Derartige Lehrmittel machen es den Lehrerinnen einfach, den Stoff kompetent zu vermitteln, selbst wenn sie das Fach in der eigenen Ausbildung wenig liebten. Allerdings ist es nicht so, dass die Schülerinnen Probleme beim Lernen des Mathematik-Stoffs haben. Wie die PISA-Zahlen zeigen, sind die Mädchen nach der obligatorischen Schulzeit in Mathematik gleich geübt wie die Knaben. Wenn es der Mehrheit der Studentinnen nicht opportun erscheint, ein MINT-Fach zu belegen, dann ist es das Selbstbild, welches die Mädchen davon abhält und letztlich die Freude an diesem Stoff, welche den Mädchen fehlt.

Was ist der Grund dafür, dass die Mittelstufen-Lehrerinnen versagen, wenn es darum geht, ihre Schülerinnen für Mathematik zu begeistern? Wie oben erwähnt, zeichnen sich Mathematik und die MINT-Fächer generell dadurch aus, dass die fachlichen Fähigkeiten und Leistungen genau gemessen werden können. Wo Leistungen und Fähigkeiten gemessen werden können, so können diese auch verglichen werden. Ein solcher Vergleich führt zu Wettbewerb. Dieser kann mehr oder weniger explizit ausgetragen werden. In jedem Fall gilt: Wer in einem MINT-Fach bestehen will, kann sich nicht belügen, sondern muss sich dem Wettbewerb, dem Leistungsvergleich stellen.

Die Vermutung ist naheliegend, dass viele Lehrerinnen einem solchen Leistungsvergleich und Wettbewerb ablehnend gegenüberstehen.
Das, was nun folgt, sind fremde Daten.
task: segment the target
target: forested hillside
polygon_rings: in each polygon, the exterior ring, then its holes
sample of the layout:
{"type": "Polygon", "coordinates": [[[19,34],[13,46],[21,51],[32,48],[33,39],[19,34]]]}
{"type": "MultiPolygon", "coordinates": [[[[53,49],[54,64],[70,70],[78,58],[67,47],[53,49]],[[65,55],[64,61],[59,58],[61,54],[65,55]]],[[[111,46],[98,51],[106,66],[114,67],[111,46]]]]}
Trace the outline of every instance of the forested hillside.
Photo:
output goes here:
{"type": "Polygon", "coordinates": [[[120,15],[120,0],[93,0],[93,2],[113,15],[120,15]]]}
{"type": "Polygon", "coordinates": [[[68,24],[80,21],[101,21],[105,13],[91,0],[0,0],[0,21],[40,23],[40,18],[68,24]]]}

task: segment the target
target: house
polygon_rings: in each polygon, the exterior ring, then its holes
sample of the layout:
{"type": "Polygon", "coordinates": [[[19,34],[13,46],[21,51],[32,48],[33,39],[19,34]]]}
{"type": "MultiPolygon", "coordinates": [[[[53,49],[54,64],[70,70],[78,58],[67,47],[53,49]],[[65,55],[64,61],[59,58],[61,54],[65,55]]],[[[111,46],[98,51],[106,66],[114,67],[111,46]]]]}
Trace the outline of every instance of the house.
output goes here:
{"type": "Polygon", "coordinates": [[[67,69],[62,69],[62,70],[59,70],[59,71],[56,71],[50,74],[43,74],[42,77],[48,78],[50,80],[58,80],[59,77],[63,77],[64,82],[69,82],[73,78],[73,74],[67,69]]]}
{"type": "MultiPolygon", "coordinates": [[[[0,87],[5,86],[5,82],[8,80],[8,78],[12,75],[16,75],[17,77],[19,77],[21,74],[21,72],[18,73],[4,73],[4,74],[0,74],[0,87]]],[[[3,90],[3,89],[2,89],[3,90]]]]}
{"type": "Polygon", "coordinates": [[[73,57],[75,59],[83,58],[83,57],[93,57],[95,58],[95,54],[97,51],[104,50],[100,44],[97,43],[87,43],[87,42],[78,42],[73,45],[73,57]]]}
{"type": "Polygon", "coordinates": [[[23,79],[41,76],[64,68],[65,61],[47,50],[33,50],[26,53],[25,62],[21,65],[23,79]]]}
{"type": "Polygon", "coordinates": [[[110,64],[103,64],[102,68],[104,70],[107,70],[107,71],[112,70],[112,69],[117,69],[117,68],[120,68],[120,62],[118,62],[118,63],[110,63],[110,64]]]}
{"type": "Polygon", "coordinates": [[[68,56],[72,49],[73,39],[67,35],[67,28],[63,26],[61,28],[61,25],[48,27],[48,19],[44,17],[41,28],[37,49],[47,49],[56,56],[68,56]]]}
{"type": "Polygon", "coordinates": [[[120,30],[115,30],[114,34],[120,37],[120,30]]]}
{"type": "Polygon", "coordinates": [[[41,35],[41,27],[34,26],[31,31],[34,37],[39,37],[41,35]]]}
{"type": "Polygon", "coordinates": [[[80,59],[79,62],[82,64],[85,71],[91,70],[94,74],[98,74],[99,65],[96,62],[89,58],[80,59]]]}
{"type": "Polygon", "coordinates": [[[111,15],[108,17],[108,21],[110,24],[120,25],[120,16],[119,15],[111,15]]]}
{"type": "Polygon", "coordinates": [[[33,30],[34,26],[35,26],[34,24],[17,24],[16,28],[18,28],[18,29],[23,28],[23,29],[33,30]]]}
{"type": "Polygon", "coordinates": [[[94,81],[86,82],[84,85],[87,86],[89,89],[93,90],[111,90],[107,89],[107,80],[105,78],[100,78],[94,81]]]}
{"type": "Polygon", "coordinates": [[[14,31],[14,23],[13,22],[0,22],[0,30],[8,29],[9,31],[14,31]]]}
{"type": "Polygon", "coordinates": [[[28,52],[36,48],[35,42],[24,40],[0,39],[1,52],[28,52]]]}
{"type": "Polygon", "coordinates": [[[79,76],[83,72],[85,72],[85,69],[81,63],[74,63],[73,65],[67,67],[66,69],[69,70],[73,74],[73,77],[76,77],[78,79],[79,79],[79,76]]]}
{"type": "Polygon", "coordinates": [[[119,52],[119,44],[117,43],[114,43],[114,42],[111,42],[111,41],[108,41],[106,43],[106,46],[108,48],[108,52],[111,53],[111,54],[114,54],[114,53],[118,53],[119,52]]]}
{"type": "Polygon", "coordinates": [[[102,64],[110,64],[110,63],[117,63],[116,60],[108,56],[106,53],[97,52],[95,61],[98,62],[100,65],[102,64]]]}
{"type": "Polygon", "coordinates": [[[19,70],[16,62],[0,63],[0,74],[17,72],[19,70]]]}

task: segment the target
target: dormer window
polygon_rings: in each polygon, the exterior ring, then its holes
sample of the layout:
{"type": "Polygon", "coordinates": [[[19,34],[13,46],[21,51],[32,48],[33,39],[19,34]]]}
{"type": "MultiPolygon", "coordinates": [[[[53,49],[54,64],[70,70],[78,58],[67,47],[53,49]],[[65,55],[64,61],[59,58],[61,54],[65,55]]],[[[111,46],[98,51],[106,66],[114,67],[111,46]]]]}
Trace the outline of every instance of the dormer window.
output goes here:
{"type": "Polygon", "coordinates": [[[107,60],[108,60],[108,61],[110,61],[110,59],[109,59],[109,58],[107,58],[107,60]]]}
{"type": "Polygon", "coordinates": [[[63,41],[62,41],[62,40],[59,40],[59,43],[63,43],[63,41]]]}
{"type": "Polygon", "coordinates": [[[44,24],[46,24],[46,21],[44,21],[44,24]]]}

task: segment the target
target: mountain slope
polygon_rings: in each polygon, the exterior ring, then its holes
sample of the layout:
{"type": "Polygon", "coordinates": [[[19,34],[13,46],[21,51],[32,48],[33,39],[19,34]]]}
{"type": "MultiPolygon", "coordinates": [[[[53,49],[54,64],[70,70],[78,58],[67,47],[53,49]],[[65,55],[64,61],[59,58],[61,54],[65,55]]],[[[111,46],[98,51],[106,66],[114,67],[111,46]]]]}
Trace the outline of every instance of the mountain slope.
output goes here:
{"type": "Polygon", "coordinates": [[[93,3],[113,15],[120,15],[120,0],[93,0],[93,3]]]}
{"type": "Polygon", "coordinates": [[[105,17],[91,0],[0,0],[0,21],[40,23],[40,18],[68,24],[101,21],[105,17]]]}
Und ebenso naheliegend ist die Vermutung, dass genau solche Vorbehalte von ihren Schülerinnen übernommen werden.

Welche Rolle hat das Gymnasium auf die Wahl des Studienfachs und die Untervertretung von Studentinnen bei den MINT-Fächern? Natürlich sind die Mathematik-Lehrer im Gymnasium, welche ihren Unterricht häufig mit überholtem Material und veralteten Methoden bestreiten, wenig hilfreich, um Mädchen für MINT-Fächer zu begeistern. Trotzdem dürfte ihr Einfluss auf die Studienwahl der Schülerinnen vergleichsweise klein sein. Erstens sind die Schülerinnen auf dieser Stufe körperlich und mental in einer anderen Verfassung. Was aber wesentlicher ist: die Mathematik-Lehrer unterrichten ihre Schülerinnen und Schüler deutlich weniger intensiv. Eine Klassenlehrerin auf Primarschulstufe verbringt mindestens fünfmal mehr Stunden mit ihren Schülerinnen und Schülern als ein Fachlehrer auf dem Gymnasium. Entsprechend intensiver ist die soziale Beziehung, welche die Klassenlehrerin mit den Schülerinnen und Schülern eingeht.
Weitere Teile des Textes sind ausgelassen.